Colucci Excavating and Trucking ("CET") performs construction and demolition services under contract with public authorities, municipalities, and private concerns. The business has been operated under that name for some twenty years. The parties have stipulated that in 1976, CET had assets of approximately $642,000 and that its annual gross receipts averaged $337,000 in each of the years 1972 through 1975. During recent years, it has employed seven to fourteen persons, one of whom is Marion DeMato. The parties have stipulated that DeMato holds the position of "office manager". The record reveals that DeMato has also signed contracts as "Secretary-Treasurer" of CET. The petitioner, Dominick Colucci, owns CET 1 and is its chief executive. On June 27, 1978, Marion DeMato testified before a grand jury in the District of New Jersey. She stated that her responsibilities as office manager included the preparation of two types of records: "job folders" and billing records. She made up "job folders" which contained all of the documents which she had prepared or received pertaining to a particular project. 2

She also prepared bills which she mailed to customers, maintaining a file which contained records of all payments made on each project. The job files for projects which had been completed and the billing files for past years were kept in a closet in her office. During her grand jury testimony, she was ordered by the grand jury Foreman to produce the job folders for all work performed by CET for public authorities for the period from January 1, 1972 through December 31, 1977 and the billing files for the years 1972 through 1977.

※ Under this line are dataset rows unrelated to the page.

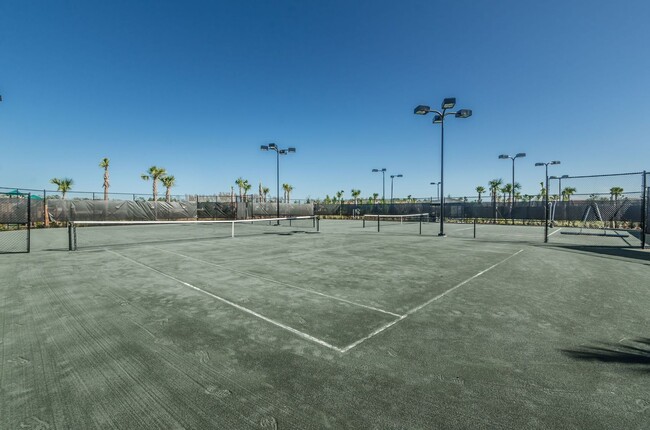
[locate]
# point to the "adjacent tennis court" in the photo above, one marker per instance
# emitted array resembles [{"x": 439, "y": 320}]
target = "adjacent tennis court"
[{"x": 328, "y": 325}]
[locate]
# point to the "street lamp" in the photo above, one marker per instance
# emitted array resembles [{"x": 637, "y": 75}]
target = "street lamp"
[
  {"x": 559, "y": 184},
  {"x": 391, "y": 185},
  {"x": 512, "y": 201},
  {"x": 278, "y": 151},
  {"x": 437, "y": 184},
  {"x": 383, "y": 182},
  {"x": 439, "y": 118},
  {"x": 546, "y": 197}
]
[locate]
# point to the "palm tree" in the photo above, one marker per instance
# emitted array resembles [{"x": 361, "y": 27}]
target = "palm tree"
[
  {"x": 168, "y": 182},
  {"x": 64, "y": 185},
  {"x": 480, "y": 190},
  {"x": 154, "y": 173},
  {"x": 615, "y": 192},
  {"x": 241, "y": 183},
  {"x": 355, "y": 195},
  {"x": 104, "y": 165},
  {"x": 287, "y": 191}
]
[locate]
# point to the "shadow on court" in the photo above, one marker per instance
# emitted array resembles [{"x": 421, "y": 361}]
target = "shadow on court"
[
  {"x": 610, "y": 251},
  {"x": 637, "y": 354}
]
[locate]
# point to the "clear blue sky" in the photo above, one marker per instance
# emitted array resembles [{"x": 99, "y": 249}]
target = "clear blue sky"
[{"x": 197, "y": 86}]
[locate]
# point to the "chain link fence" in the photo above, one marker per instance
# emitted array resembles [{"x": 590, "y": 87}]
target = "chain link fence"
[{"x": 15, "y": 223}]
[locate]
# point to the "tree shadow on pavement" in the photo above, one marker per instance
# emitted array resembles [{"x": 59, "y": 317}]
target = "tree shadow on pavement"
[{"x": 636, "y": 352}]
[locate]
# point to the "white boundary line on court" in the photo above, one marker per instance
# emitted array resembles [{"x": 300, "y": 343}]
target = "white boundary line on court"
[
  {"x": 428, "y": 302},
  {"x": 235, "y": 305},
  {"x": 284, "y": 284},
  {"x": 308, "y": 336}
]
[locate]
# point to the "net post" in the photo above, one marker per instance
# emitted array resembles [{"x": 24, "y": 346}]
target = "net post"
[{"x": 29, "y": 221}]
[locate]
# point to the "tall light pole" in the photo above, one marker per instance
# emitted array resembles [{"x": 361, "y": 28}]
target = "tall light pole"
[
  {"x": 439, "y": 118},
  {"x": 391, "y": 185},
  {"x": 546, "y": 197},
  {"x": 437, "y": 184},
  {"x": 559, "y": 184},
  {"x": 512, "y": 200},
  {"x": 383, "y": 183},
  {"x": 278, "y": 151}
]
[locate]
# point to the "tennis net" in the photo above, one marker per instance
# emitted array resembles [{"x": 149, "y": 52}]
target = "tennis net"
[
  {"x": 387, "y": 220},
  {"x": 101, "y": 234}
]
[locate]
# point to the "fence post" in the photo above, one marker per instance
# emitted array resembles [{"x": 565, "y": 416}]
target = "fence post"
[
  {"x": 29, "y": 221},
  {"x": 644, "y": 209}
]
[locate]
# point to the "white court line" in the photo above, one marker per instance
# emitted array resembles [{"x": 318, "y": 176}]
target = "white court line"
[
  {"x": 253, "y": 275},
  {"x": 412, "y": 311},
  {"x": 460, "y": 229},
  {"x": 235, "y": 305}
]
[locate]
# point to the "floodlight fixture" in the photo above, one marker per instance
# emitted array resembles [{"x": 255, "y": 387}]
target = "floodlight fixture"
[
  {"x": 278, "y": 151},
  {"x": 464, "y": 113},
  {"x": 552, "y": 163},
  {"x": 392, "y": 177},
  {"x": 422, "y": 110},
  {"x": 383, "y": 182},
  {"x": 449, "y": 103},
  {"x": 512, "y": 195},
  {"x": 439, "y": 118}
]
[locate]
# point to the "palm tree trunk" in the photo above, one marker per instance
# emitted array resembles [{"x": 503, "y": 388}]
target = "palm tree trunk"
[{"x": 106, "y": 183}]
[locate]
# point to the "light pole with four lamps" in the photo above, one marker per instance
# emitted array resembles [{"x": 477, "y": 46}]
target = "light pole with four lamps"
[
  {"x": 391, "y": 185},
  {"x": 383, "y": 183},
  {"x": 437, "y": 184},
  {"x": 512, "y": 200},
  {"x": 439, "y": 118},
  {"x": 559, "y": 184},
  {"x": 274, "y": 147},
  {"x": 552, "y": 163}
]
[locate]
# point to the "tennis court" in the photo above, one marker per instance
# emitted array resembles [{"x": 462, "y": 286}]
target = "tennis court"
[{"x": 338, "y": 326}]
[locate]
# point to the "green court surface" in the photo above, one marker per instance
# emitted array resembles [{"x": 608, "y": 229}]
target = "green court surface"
[{"x": 348, "y": 328}]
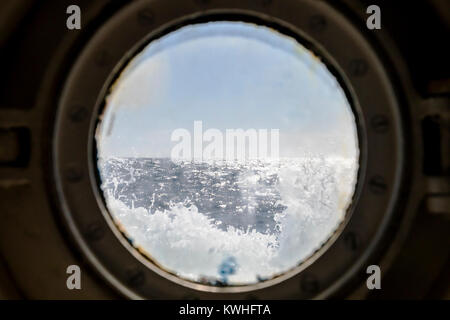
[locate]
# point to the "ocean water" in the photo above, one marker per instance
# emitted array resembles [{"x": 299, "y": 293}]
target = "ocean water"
[{"x": 228, "y": 223}]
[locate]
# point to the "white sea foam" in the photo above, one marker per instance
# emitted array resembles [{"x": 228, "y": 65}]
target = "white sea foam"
[{"x": 190, "y": 243}]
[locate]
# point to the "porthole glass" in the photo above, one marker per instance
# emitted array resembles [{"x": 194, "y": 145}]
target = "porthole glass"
[{"x": 227, "y": 152}]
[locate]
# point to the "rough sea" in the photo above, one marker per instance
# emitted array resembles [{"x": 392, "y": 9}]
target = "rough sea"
[{"x": 230, "y": 223}]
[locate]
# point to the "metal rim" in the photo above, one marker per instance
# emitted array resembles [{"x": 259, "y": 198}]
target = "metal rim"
[{"x": 354, "y": 62}]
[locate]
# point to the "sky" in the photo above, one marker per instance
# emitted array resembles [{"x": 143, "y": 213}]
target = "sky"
[{"x": 228, "y": 75}]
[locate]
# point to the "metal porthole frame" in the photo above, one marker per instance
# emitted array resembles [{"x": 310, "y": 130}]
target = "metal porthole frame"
[{"x": 350, "y": 56}]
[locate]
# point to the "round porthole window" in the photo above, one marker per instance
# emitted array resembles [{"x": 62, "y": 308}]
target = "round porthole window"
[{"x": 227, "y": 153}]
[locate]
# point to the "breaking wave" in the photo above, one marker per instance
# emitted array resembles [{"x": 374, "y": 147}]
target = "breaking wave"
[{"x": 228, "y": 223}]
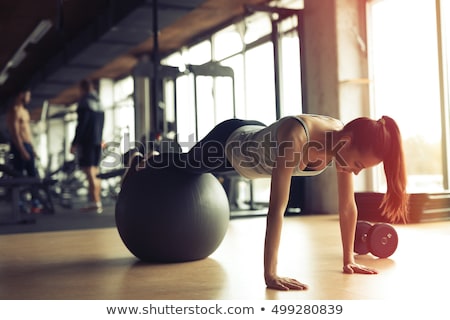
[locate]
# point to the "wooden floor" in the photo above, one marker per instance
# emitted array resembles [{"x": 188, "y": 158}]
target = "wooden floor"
[{"x": 94, "y": 264}]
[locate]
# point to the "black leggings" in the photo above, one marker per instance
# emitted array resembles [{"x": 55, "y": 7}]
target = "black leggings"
[{"x": 207, "y": 155}]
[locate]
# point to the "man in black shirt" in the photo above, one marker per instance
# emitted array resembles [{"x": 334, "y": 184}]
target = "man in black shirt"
[{"x": 88, "y": 140}]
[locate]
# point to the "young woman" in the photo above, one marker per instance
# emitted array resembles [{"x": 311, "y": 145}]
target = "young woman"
[{"x": 301, "y": 145}]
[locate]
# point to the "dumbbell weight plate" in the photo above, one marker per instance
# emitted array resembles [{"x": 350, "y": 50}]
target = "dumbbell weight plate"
[
  {"x": 382, "y": 240},
  {"x": 361, "y": 234}
]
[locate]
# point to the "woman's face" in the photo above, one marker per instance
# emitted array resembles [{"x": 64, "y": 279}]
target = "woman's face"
[{"x": 348, "y": 159}]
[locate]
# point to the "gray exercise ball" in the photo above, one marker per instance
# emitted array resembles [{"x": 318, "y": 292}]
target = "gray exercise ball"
[{"x": 168, "y": 215}]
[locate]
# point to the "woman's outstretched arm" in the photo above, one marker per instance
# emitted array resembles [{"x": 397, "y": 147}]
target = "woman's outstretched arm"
[{"x": 348, "y": 215}]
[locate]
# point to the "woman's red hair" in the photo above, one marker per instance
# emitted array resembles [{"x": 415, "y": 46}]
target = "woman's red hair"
[{"x": 382, "y": 138}]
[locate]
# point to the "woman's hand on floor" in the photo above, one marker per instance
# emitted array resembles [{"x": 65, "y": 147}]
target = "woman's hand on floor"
[
  {"x": 280, "y": 283},
  {"x": 358, "y": 268}
]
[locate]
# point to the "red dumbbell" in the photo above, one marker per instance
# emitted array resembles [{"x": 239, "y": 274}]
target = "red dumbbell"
[{"x": 379, "y": 239}]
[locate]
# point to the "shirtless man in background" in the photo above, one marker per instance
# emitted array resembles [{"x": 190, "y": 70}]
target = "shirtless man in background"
[{"x": 21, "y": 147}]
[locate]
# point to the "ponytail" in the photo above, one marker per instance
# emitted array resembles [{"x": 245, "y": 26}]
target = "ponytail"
[
  {"x": 395, "y": 202},
  {"x": 382, "y": 139}
]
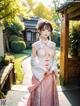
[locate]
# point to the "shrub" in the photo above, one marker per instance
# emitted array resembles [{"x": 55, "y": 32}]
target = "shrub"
[
  {"x": 15, "y": 38},
  {"x": 18, "y": 46}
]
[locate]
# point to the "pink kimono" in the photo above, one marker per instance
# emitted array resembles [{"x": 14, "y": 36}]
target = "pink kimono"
[{"x": 43, "y": 91}]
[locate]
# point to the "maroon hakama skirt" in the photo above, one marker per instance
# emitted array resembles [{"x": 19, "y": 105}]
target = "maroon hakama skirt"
[{"x": 42, "y": 93}]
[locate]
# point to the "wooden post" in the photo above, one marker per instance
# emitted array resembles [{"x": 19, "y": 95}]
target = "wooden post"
[
  {"x": 1, "y": 42},
  {"x": 64, "y": 47}
]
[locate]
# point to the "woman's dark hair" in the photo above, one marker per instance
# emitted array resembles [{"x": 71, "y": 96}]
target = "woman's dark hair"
[{"x": 41, "y": 26}]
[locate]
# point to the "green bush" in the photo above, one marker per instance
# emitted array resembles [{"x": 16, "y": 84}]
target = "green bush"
[{"x": 18, "y": 46}]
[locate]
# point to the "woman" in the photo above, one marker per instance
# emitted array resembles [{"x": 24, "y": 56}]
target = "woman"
[{"x": 42, "y": 91}]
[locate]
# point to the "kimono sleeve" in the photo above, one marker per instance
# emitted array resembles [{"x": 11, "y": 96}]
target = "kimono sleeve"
[
  {"x": 54, "y": 62},
  {"x": 37, "y": 70}
]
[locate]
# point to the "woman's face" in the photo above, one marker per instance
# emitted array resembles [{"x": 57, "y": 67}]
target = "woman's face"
[{"x": 45, "y": 32}]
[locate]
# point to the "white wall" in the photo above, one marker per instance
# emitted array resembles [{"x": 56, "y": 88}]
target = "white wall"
[{"x": 1, "y": 42}]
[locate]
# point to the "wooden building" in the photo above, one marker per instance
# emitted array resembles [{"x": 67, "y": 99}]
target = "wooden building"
[
  {"x": 30, "y": 32},
  {"x": 69, "y": 67}
]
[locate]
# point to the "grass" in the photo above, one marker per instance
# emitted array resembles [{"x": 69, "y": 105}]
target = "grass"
[{"x": 17, "y": 58}]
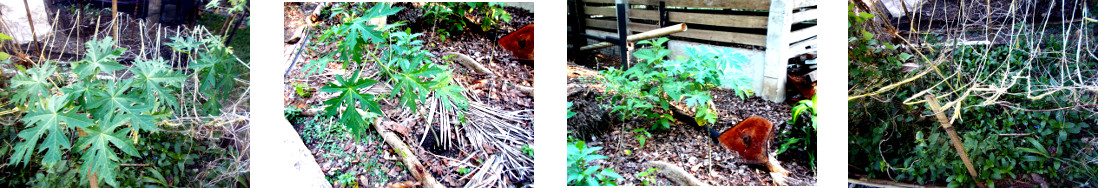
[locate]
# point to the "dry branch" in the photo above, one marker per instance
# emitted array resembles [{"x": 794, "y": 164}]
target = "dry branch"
[
  {"x": 469, "y": 63},
  {"x": 953, "y": 135},
  {"x": 526, "y": 90},
  {"x": 675, "y": 174},
  {"x": 641, "y": 36},
  {"x": 407, "y": 157}
]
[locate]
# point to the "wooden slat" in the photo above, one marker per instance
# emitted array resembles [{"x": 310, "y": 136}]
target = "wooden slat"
[
  {"x": 607, "y": 24},
  {"x": 806, "y": 15},
  {"x": 803, "y": 3},
  {"x": 634, "y": 13},
  {"x": 803, "y": 47},
  {"x": 803, "y": 33},
  {"x": 755, "y": 40},
  {"x": 719, "y": 20},
  {"x": 752, "y": 4}
]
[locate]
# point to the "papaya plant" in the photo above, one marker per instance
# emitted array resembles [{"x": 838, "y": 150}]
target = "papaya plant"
[
  {"x": 215, "y": 67},
  {"x": 402, "y": 63},
  {"x": 107, "y": 112},
  {"x": 654, "y": 81}
]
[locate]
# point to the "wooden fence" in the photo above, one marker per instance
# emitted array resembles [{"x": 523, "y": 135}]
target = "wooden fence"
[{"x": 784, "y": 28}]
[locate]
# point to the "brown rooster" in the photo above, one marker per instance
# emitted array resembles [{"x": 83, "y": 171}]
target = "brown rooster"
[{"x": 521, "y": 43}]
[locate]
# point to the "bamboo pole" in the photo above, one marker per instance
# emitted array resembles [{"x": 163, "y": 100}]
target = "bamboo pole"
[
  {"x": 953, "y": 135},
  {"x": 114, "y": 20},
  {"x": 30, "y": 19},
  {"x": 641, "y": 36},
  {"x": 411, "y": 162}
]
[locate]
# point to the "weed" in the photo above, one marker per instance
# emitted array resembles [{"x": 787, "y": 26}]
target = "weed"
[
  {"x": 451, "y": 15},
  {"x": 647, "y": 177},
  {"x": 654, "y": 83},
  {"x": 642, "y": 135},
  {"x": 805, "y": 140},
  {"x": 582, "y": 174}
]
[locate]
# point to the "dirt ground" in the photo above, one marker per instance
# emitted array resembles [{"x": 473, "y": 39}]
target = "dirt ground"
[
  {"x": 683, "y": 145},
  {"x": 443, "y": 163}
]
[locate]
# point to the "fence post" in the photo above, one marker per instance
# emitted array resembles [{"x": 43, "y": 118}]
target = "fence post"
[
  {"x": 623, "y": 19},
  {"x": 576, "y": 21},
  {"x": 779, "y": 26}
]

On July 5, 1978, a Subpoena duces tecum was served on Colucci, directing him to appear before the grand jury on July 11, 1978 with the job files for all work performed by CET from January 1, 1971 through December 31, 1976, and the billings folders for the years 1972 through 1977. 3 A Subpoena duces tecum directed to "any responsible officer" of CET was served on DeMato on July 5, directing her to produce those same documents before the grand jury on July 11, 1978. The date for production of the records by Colucci and DeMato was extended to August 29, and on August 28 Colucci moved in the district court to quash the Subpoena. Colucci's motion pertained only to the Subpoena duces tecum served on him, but during oral argument on that motion, Colucci apparently moved to quash the June 27, 1978 Foreman's order to DeMato and the Subpoena duces tecum served on DeMato.

In response to Colucci's motion, the government filed an affidavit (with appended financial reports) describing the business of CET; Colucci stipulated to the accuracy of the affidavit. The government also filed a transcript of DeMato's testimony before the grand jury in which she described the documents demanded by the government as well as her responsibility for preparing and maintaining those documents. Colucci offered no testimony or evidence in support of his motion to quash.

Subsequent to oral argument, the district court on October 4, 1978 entered an order quashing both Subpoenas as well as the order of the grand jury Foreman directed to DeMato. The court also endorsed a consent order which required Colucci's attorney to collect and hold the documents sought in the Subpoenas until final disposition of the government's appeal, so that these records would be available in the event that we reached a conclusion different from the district court's.

The government has appealed from the order quashing the Subpoenas duces tecum and the Foreman's order.


Although neither the government nor Colucci questioned our jurisdiction to review an order quashing a grand jury Subpoena duces tecum, we asked that supplementary briefs be filed addressing the question of whether appellate jurisdiction exists. In its supplementary brief, the government contends that appellate jurisdiction exists under either 28 U.S.C. § 1291 (1976) or 18 U.S.C. § 3731 (1976).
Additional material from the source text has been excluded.